Yes, Echinacea tea is good too. I've done that before.

Another item that helps with winter blues as well as summer allegeries is Peppermint Oil (100% oil).   Just a touch will open your passage way.  Too much will do just the opposite.  It's a great smell.

Guess what, a bonus feature of Peppermint Oil is, it is a natural pesticide.  It kills bugs, no joke.  I spray it on every bug I see and it has not failed in killing it.


----------



## Michael in FtW (Oct 29, 2008)

> Do this every day till you start to feel better.


 
The common cold is caused by a virus - actually one of about 100 different strains can cause it, rhinovirus is the most common accounting for about 30-50% of all cases. There is no cure for a virus. Actually - there is a way to kill a virus ... inceneration.

All you can do for a cold is to relieve the symptoms until it runs its couse and dies on its own (usually 3-7 days depending on the causative virus).

Things that help relieve symptoms are hot liquids (the steam helps thin nasal congestion) and due to the proximity of the esophagus to the main bronchi - the warmth helps thin upper airway secretions (also works for people with COPD, asthma and early morning bronchial congestion) so mucus can be thinned, mobalized and expectorated (a polite way to say spit out).

A simple cup of tea with honey and lemon helps relieve symptoms.

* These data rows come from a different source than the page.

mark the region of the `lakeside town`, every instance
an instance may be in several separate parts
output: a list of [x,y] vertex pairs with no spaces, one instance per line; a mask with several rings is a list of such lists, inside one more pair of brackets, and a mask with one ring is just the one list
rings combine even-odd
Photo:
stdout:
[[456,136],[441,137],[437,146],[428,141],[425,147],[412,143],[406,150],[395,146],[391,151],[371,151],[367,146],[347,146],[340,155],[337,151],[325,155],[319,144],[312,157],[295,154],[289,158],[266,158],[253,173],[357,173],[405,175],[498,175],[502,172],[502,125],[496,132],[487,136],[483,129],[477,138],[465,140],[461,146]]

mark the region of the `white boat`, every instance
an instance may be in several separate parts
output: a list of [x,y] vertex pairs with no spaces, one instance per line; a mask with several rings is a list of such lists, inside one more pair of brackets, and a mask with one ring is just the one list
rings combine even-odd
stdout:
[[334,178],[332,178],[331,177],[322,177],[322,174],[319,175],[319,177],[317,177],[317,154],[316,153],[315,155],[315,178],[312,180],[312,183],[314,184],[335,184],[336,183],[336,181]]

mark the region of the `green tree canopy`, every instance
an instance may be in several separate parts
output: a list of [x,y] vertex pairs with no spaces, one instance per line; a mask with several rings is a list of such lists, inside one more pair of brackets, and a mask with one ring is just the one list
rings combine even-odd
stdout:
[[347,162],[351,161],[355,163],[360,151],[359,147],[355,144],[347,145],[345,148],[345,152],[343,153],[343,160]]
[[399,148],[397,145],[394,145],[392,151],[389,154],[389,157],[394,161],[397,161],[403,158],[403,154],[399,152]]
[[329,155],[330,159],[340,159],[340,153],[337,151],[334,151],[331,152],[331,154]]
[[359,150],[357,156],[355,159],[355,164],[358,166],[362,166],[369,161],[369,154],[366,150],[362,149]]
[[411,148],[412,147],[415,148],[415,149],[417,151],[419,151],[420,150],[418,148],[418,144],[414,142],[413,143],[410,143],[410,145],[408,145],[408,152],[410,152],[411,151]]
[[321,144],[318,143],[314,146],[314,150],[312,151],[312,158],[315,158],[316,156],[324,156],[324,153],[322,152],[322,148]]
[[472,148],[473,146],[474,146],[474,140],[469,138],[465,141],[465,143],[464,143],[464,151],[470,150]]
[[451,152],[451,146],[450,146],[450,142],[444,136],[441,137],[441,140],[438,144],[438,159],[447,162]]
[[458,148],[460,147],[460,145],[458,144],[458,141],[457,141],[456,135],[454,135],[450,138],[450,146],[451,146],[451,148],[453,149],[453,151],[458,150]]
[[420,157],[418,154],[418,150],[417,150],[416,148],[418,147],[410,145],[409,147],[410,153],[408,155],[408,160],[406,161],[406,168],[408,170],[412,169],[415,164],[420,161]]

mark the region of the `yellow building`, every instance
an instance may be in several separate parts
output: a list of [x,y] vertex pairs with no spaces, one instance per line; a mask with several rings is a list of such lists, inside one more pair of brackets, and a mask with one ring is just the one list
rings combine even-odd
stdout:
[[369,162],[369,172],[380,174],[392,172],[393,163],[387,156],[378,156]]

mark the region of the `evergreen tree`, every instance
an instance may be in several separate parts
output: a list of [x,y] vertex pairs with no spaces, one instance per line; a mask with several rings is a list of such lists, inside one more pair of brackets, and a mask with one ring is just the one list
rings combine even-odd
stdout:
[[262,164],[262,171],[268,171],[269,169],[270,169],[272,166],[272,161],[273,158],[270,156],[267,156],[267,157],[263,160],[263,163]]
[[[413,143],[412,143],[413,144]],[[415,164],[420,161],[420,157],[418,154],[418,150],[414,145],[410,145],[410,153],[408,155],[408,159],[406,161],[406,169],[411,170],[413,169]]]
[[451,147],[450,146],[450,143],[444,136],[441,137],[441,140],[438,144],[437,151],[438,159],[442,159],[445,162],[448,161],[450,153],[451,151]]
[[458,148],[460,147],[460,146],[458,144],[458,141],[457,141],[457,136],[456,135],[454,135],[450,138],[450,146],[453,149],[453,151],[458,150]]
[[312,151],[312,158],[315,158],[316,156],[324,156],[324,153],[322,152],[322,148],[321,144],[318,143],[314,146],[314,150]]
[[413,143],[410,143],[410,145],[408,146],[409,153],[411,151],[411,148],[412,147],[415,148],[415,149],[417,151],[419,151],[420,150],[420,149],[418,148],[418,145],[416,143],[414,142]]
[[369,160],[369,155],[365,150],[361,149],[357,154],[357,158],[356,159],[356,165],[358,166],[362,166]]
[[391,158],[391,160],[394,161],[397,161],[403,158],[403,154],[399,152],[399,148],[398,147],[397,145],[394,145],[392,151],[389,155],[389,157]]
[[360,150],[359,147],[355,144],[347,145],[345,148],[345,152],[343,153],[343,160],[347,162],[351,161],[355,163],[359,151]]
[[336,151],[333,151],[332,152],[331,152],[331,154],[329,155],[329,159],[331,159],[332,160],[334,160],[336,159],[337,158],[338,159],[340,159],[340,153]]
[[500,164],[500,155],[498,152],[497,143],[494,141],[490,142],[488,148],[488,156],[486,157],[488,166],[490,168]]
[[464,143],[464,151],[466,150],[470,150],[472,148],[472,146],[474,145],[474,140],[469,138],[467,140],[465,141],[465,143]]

Actually, tea contains theophylline which is a bronchodilator.

The nearest thing to a cure is "chicken soup" ... and research is ongoing to find out why.

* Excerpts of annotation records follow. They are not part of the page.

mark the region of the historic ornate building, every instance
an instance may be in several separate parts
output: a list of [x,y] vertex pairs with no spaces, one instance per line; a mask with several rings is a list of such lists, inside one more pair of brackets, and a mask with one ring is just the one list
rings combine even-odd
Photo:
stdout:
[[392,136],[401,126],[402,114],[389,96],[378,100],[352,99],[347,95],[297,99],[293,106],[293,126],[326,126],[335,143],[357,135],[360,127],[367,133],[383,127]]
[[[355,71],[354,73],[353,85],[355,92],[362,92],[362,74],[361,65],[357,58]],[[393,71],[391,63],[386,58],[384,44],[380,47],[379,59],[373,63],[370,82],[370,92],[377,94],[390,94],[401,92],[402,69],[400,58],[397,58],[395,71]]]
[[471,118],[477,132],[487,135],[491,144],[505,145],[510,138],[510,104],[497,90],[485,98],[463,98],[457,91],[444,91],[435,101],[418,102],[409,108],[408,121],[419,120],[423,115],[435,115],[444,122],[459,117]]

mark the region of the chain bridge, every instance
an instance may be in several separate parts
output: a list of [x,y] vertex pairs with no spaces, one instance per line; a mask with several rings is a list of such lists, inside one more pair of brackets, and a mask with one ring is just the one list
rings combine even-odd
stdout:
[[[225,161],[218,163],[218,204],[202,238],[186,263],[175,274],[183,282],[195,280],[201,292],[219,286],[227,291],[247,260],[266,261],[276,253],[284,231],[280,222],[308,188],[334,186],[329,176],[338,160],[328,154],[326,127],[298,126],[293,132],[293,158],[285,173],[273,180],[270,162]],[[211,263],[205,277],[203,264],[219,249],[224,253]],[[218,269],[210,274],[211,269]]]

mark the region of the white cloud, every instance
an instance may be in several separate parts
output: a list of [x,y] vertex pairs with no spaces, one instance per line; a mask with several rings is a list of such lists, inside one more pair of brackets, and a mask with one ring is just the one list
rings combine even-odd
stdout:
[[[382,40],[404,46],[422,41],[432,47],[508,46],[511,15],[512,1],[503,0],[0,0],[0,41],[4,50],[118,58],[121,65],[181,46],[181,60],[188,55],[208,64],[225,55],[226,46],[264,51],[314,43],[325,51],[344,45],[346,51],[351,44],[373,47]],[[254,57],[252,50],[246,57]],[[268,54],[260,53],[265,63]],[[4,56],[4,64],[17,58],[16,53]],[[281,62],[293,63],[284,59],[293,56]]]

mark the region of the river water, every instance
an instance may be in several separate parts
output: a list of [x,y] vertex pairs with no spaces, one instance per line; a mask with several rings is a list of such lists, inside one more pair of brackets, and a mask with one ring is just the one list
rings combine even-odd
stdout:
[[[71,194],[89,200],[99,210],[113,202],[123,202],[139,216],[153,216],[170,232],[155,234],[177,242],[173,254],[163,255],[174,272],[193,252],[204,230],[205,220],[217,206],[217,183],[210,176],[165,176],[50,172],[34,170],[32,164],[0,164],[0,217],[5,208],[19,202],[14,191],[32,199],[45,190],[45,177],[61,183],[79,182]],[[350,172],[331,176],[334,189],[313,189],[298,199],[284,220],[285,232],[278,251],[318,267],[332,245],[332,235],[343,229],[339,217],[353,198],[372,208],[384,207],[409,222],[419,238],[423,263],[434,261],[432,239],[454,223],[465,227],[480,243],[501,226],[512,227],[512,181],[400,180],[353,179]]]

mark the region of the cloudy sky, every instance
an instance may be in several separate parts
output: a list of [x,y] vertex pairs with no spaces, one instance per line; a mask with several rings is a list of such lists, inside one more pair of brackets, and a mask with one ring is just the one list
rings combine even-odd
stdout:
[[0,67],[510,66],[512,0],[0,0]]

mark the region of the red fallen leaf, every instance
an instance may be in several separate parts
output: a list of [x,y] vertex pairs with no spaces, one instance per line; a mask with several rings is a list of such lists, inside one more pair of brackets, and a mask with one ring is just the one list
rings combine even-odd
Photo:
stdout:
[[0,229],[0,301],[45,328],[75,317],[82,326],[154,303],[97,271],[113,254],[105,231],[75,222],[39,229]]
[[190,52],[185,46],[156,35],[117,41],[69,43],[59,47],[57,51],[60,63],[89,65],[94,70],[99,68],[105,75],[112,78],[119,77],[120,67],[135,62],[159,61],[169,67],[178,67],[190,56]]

But - I love reading the old home remidies ... and trying to figure out what made them "work" or "appear" to work.


----------



## GotGarlic (Oct 29, 2008)

Just wanted to mention that if people have allergies to ragweed, marigolds, etc., they can also have an allergic reaction to echinacea and should consult their doctor before using it. Also, in the U.S., over-the-counter echinacea is a supplement and is not regulated by the FDA, so the amount of active ingredient varies by manufacturer.

http://rx.health.arizona.edu/echinacea.htm


----------



## Constance (Oct 29, 2008)

Michael in FtW said:


> A simple cup of tea with honey and lemon helps relieve symptoms.



Add a shot of whiskey to the tea and it will help you get some rest, too.


----------



## quicksilver (Oct 29, 2008)

Constance said:


> Add a shot of whiskey to the tea and it will help you get some rest, too.


 
......and if that doesn't work, you just won't care! HA,HA!


----------



## getoutamykitchen (Oct 29, 2008)

When I'm feelin' poorly, I always find a big bowl of chocolate fudge ripple ice cream always makes me feel better. Oh, and sometimes a couple shots of Kahlua poured over top are an added bonus.


----------



## Claire (Nov 14, 2008)

Mom's cold relief was in the form of ginger tea.  She'd take a teaspoon or so of dried, powdered ginger and put it in a cup.  Then would fill the cup with boiling water.  Another teaspoon of honey.  For my milk loving sisters, maybe some milk (I've always had an aversion to milk).  Stir.  Drink it down.  Keep stirring, because the dregs of that cup will make your eyes water.  I'm here to tell you, it clears your head and chest.


----------



## Mary Ellen Paquette (Nov 15, 2008)

What has worked for us is to eat pieces of Ginger every day.....Also, I never am out of OPC-3.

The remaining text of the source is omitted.